Sin embargo, la educación superior aun hoy no ha logrado adecuarse plenamente a los requerimientos que impone la nueva sociedad y aun hoy existe una insuficiente preparación para manejar los cambios que se producen en ella, en los científicos y en los tecnológicos entre otros. En el Resumen ejecutivo sobre política para el cambio y el desarrollo de la educación superior7 se expresaba:

"La renovación de la enseñanza y el aprendizaje en la Educación Superior resulta indispensable para mejorar su pertinencia y calidad. Para ello es necesario: establecer programas que fomenten la capacidad intelectual de los estudiantes, mejorar el contenido interdisciplinario y multidisciplinario de los estudios y aplicar métodos pedagógicos que aumenten la eficiencia de la experiencia de aprendizaje, en especial teniendo en cuenta los rápidos avances de las tecnologías de la información y la comunicación."
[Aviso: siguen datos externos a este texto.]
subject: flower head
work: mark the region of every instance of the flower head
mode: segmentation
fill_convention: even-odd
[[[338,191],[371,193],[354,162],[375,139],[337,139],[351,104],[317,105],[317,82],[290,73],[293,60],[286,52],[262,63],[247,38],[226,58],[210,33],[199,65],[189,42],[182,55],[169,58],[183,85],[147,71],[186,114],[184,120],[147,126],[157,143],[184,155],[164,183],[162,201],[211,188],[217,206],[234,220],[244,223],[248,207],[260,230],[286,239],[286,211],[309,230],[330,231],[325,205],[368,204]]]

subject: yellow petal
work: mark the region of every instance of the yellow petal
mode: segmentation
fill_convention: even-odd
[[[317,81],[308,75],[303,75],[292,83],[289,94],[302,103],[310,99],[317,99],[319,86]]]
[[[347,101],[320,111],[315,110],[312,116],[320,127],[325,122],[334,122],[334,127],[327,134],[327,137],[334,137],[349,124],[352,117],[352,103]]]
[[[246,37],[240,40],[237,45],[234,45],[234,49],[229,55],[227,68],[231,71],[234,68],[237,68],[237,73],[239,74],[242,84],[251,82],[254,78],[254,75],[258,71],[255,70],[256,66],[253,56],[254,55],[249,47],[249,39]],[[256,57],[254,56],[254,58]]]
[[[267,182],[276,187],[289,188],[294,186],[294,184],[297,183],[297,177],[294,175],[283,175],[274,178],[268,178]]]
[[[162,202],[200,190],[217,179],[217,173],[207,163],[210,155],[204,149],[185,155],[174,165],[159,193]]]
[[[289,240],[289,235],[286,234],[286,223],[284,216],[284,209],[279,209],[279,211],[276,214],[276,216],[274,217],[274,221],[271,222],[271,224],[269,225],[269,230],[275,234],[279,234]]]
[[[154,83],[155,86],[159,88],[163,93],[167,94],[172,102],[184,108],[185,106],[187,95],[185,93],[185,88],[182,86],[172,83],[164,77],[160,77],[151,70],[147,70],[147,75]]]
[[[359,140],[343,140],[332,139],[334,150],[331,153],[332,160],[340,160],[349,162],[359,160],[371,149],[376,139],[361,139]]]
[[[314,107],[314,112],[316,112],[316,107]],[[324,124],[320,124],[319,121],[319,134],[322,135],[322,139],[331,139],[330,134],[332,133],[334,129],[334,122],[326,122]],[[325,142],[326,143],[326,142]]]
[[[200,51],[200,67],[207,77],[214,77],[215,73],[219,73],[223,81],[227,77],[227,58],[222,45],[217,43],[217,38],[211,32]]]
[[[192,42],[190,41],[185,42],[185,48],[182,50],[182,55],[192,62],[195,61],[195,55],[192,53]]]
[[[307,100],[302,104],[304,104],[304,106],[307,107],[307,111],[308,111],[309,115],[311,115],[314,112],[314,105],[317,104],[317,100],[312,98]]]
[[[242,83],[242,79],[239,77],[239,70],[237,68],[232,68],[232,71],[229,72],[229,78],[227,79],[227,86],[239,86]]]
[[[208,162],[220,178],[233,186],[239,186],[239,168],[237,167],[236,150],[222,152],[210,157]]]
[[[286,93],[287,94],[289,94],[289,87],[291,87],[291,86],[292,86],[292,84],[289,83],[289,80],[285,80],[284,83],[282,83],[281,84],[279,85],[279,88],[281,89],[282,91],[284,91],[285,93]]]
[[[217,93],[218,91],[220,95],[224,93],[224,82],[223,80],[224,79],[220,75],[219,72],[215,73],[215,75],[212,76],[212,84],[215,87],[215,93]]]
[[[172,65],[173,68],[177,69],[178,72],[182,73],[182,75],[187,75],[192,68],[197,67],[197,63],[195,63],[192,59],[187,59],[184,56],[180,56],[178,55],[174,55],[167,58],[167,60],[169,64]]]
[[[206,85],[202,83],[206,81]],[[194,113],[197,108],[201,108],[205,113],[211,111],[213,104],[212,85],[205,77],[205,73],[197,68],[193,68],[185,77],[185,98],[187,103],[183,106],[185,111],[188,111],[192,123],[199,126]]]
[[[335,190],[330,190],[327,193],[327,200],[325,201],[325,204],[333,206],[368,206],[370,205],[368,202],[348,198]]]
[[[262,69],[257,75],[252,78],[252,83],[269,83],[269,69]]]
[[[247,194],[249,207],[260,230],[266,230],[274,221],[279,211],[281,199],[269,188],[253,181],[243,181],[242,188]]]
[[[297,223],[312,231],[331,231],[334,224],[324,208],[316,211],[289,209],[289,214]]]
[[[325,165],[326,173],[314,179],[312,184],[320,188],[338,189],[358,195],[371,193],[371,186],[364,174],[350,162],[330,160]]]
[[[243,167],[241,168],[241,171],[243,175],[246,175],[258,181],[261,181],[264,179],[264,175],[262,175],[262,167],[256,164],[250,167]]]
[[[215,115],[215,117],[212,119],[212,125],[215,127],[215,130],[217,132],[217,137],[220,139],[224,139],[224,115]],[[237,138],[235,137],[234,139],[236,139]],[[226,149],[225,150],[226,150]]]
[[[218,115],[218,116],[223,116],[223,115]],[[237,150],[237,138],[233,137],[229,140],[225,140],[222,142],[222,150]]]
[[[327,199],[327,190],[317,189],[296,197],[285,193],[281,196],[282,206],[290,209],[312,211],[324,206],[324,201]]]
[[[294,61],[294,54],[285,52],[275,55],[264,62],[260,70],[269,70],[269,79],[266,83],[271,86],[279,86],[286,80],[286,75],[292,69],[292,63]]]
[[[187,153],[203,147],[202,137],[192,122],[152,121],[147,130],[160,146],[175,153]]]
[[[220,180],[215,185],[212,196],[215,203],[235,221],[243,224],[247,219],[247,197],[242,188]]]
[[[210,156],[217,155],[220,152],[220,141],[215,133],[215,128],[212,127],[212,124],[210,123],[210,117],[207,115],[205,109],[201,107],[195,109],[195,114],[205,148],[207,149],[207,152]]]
Hoy la atención a la educación, a tono con lo señalado anteriormente, se centra en la pertinencia y la calidad; entendida la primera como la adecuación a los requerimientos sociales, económicos, tecnológicos y ambientales y la segunda en los aprendizajes cualitativamente relevantes; esto es, la calidad no está solo en lo que se enseña si no también en lo que se aprende; por lo que en la práctica, dicha calidad se debe centrar cada vez más en el propio sujeto educativo, que es el estudiante.8

No obstante, como muchos han afirmado, se ha de reconocer que aun hoy, en muchos casos los que más aprenden en las aulas son los docentes ya que han reservado para sí mismos las principales actividades que promueven el aprendizaje; entre ellas, por ejemplo, la tarea de obtener, procesar y comunicar activamente información para solucionar problemas afines a su profesión en pos de dirigir el proceso enseñanza-aprendizaje y para integrar y organizar de manera significativa esa información.

Por ello, la formación de un profesional integral y de perfil amplio, capaz de enfrentarse a los constantes cambios del progreso científico técnico actual con independencia y creatividad constituye un objetivo de primer orden para las Universidades.
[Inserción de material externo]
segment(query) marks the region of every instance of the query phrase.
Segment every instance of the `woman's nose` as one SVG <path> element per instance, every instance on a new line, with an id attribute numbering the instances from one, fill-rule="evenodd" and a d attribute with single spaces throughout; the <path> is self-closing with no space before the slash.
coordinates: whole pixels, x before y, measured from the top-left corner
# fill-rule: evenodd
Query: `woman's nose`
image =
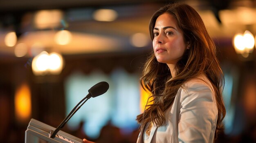
<path id="1" fill-rule="evenodd" d="M 156 37 L 155 40 L 157 44 L 162 44 L 163 43 L 163 40 L 160 35 L 158 35 L 157 37 Z"/>
<path id="2" fill-rule="evenodd" d="M 159 44 L 162 44 L 163 43 L 163 40 L 159 37 L 157 37 L 157 38 L 156 40 L 156 42 Z"/>

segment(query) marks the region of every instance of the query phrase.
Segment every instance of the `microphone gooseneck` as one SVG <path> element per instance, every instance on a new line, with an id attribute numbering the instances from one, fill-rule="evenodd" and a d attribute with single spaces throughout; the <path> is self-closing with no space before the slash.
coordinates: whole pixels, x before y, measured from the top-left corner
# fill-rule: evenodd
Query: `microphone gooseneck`
<path id="1" fill-rule="evenodd" d="M 73 115 L 77 111 L 77 110 L 80 109 L 80 107 L 83 104 L 84 104 L 88 99 L 91 97 L 95 97 L 101 95 L 105 93 L 109 88 L 109 85 L 108 84 L 106 81 L 101 81 L 98 83 L 98 84 L 92 86 L 89 90 L 88 92 L 89 93 L 87 95 L 82 99 L 74 108 L 71 110 L 69 114 L 66 117 L 66 118 L 63 120 L 63 121 L 61 123 L 60 125 L 54 131 L 53 133 L 51 135 L 50 137 L 51 138 L 54 138 L 55 137 L 57 133 L 63 128 L 66 123 L 67 122 L 68 120 L 73 116 Z M 82 103 L 83 102 L 83 103 Z M 82 104 L 81 104 L 82 103 Z M 79 105 L 81 105 L 79 106 Z"/>

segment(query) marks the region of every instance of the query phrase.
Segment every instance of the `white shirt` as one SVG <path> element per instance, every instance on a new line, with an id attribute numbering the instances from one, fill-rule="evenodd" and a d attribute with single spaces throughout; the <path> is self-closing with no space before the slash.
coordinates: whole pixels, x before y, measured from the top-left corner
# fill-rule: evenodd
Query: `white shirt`
<path id="1" fill-rule="evenodd" d="M 142 129 L 137 143 L 213 143 L 218 109 L 212 86 L 201 76 L 180 88 L 165 112 L 167 125 L 153 125 L 149 136 Z"/>

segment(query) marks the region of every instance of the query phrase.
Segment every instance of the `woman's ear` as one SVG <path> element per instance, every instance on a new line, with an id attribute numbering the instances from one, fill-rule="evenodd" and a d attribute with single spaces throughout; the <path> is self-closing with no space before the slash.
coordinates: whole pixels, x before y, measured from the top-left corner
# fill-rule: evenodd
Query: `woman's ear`
<path id="1" fill-rule="evenodd" d="M 186 49 L 190 49 L 190 42 L 189 41 L 188 41 L 187 42 L 187 46 L 186 46 Z"/>

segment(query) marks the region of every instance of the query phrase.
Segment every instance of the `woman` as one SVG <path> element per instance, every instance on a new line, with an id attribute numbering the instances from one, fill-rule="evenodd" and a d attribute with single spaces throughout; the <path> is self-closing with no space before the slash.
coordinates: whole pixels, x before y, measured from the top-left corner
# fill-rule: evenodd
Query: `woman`
<path id="1" fill-rule="evenodd" d="M 186 4 L 157 11 L 154 52 L 141 83 L 150 93 L 137 143 L 212 143 L 225 114 L 216 48 L 198 13 Z M 91 143 L 84 140 L 85 143 Z"/>
<path id="2" fill-rule="evenodd" d="M 216 48 L 198 13 L 186 4 L 152 16 L 154 53 L 141 78 L 150 93 L 137 143 L 213 143 L 225 114 Z"/>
Recurrente es la utilización, cada vez más sistemática, en este nuevo siglo, de términos tales como:

· Aprendizaje (a través del cual el alumno debe asumir de modo activo su propio proceso de formación; debe ser capaz de estudiar con independencia y creatividad, lo que supone un elevado desarrollo de la capacidad de gestionar sus propios conocimientos para lo cual las tecnologías de la información y las comunicaciones (TIC) deben desempeñar un importante papel),

· Las Tics (las cuales han convertido "la información en ciencia" y permiten a los discentes el acceso directo a toda clase de fuentes de información; debe marcar el viraje del papel pedagógico del profesor en pos de un aprendizaje colaborativo y del trabajo en red ya que el docente deja de ser "la única y principal fuente de información de sus alumnos") y

· La investigación, la cual debe permitir, en la integración de todos los procesos sustanciales de la universidad, el dominio de los modos de actuación profesional de manera tal que permita al estudiante comprender, interpretar y transformar las realidades del cambiante y complejo mundo ya que, como ha sido reconocido, ella es la actividad humana que más completamente desarrolla el intelecto. Precisamente este concepto sugiere una categoría muy sutil, pero de gran amplitud por su profundidad de análisis y como modo de actuación, lo cual se identifica con una concepción de cultura, en el amplio sentido de la realización de la naturaleza humana que es la transformación de la realidad. Ello significa valorar esa actividad desde una perspectiva amplia sin necesidad obligatoria, como fue señalado, de formar una persona dedicada al acto de producir investigación en el sentido estricto del término.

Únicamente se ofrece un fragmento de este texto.